И Матвей почувствовал, что действительно меру надо знать. И
не надо корчить из себя чистенького. Ведь он делает то же самое. То же самое делает, но хлебом будет прощен. Он давался всегда нелегко полешуку, его Князьбору. И всегда на Полесье знали цену хлебу, всегда пот и кровь. И этот пот и кровь, людей надо уважать и ценить, а не плакать о каком-то дереве...
У вагончика Матвея ждал уже Британ, и ждал, видимо, давно. Обрадованно закричал издали:
— Здорово, начальник!
— Здорово, здорово, Британ.— Матвей отпер дверь, и они вошли в вагончик.— С чего это ты, Вася, как урка заговорил, будто срок уже мотал?
— А наше дело такое, начальник, коли еще не мотал, так буду мотать... Рабсила нужна?
— Хоть сию минуту, Вася,— обрадовался Матвей.— На дренаж, на дамбу, на спрямление речки, на корчевку...
— А, Ровда, начальник, не дело ты говоришь. Что это за работа?
— А ты какую хотел бы?
— Самую грудную, самую грязную.
— Какую же это?
— Уборщиком,— Васька склонился над столом, положил ладонями вверх руки, сжал их в кулак.— Уборщиком, начальник,— и нахально смотрел Матвею в глаза и улыбался. Матвей почувствовал, как в нем просыпаются вчерашняя тоска и злость. На мгновение мелькнул перед глазами и вчерашний дедок. Мелькнул и пропал.
— Слушай, ты, молодой начинающий тунеядец, слушай внимательно.— Матвей, едва не опрокинув стол, держал уже Ваську за ворот рубашки, и тот не дергался в его руках, слушал с вызовом. И этот вызов отрезвил Матвея.— Я прикрыл то дело с кабаном, я его и открою. Ты у меня еще сам захрюкаешь. Это я тебе говорю один на один, чтобы ты знал. Пойдешь у меня работать как миленький, заставлю, понял?
— Понял, гражданин начальник, все сказали?
— Все. Батьку бы своего пожалел. Посмотри, всю жизнь работает, и как работает.
— Так ты меня, Матвей, что, с батьком равняешь? — вызова в глазах у Васьки больше не было, растерянность там металась, непонимание.— Батька мой для тебя золото? Вот какое тебе, выходит, золото надо. А что он тебе эту дренку-хренку вкривь и вкось кладет, знаешь? А ты ему сотенными за это отваливаешь... Все вы, гады, заодно, все вы гады...
— Но-но-но,— попробовал удержать его Матвей.
— Не понукай, начальник, меня ты еще не запряг и не запряжешь. А Надьку чтоб не трогал. На первый раз по-хорошему предупреждаю.

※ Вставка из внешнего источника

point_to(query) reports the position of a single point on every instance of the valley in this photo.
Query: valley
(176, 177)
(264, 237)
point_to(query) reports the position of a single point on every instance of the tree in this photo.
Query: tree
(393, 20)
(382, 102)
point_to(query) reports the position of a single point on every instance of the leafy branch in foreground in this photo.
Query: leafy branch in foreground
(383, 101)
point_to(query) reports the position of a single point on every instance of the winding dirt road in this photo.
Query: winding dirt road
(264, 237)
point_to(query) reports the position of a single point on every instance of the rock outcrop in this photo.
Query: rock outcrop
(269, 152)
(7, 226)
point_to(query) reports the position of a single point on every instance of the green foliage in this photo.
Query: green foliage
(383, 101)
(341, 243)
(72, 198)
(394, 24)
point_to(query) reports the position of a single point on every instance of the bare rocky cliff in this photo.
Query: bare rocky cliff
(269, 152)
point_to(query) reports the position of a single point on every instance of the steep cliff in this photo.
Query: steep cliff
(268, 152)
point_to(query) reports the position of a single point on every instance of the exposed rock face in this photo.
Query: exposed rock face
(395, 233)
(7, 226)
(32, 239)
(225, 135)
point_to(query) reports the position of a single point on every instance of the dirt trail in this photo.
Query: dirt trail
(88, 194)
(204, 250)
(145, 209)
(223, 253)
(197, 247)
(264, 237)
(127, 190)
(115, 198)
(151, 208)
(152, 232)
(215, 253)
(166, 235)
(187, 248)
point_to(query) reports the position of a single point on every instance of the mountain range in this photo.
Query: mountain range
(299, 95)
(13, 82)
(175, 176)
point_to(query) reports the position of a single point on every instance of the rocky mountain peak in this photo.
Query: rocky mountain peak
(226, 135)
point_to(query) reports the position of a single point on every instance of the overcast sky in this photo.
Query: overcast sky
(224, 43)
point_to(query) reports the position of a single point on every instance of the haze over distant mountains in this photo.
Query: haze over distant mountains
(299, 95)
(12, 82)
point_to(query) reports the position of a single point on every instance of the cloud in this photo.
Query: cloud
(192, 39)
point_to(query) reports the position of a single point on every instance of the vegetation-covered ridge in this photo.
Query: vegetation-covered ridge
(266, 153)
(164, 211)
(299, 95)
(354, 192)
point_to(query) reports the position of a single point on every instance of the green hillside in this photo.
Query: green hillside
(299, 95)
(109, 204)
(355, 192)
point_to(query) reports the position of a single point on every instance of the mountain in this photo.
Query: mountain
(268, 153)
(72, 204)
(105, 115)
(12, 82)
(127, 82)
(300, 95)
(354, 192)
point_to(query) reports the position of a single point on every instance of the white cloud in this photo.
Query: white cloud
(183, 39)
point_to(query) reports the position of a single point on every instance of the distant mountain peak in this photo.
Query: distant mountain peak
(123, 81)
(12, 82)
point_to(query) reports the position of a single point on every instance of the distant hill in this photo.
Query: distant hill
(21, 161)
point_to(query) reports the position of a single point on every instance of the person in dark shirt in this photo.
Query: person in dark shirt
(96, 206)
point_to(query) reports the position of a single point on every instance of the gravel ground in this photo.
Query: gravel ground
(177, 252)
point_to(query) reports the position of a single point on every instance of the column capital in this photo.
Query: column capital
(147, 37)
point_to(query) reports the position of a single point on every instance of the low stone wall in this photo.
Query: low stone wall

— Стоп-стоп-стоп, Вася,—дошло наконец до Матвея, почему так обозлен Барздыка-младший, что так взвинтило его. И ему стало жалко этого рыжего Британа. Но Васька не принял его жалости и слов никаких не стал выслушивать, ушел, непреклонный и злой, хлопнув дверью так, что зашатался вагончик. А Матвей еще долго метался по вагончику, сам того не желая, впутался в черт знает что. Нужна ему эта Надька со своим Британом. Никого и ничего не надо, а вот впутался, впрягся и везет воз, тянет, как сивый мерин, упирается, но тянет. Нашелся кнут и на него. Хороший кнут, потому и тянет. И будет тянуть и дальше, потому что так заведено: есть хомут, есть и шея. Ни одна еще лошадь не бросила воза посреди дороги и не бросит. Но с Надькой-то действительно зачем? Кто может знать, кто может ответить на все эти «почему» и «зачем». Почему так крутит и вертит судьба, как ту речку, петлять заставляет. А можно ведь и ей не петлять, можно ведь ее пустить и по струнке. Но почему тогда противится этому «по струнке» сердце? Ведь действительно, как сказал Шахрай, красиво даже, и не только красиво, но ясно, четко, по-армейски: на-право, на-лево, через пле-чо кру-гом. И никаких тебе забот, никаких Надек на дороге, дерево одно, и то усыхающее.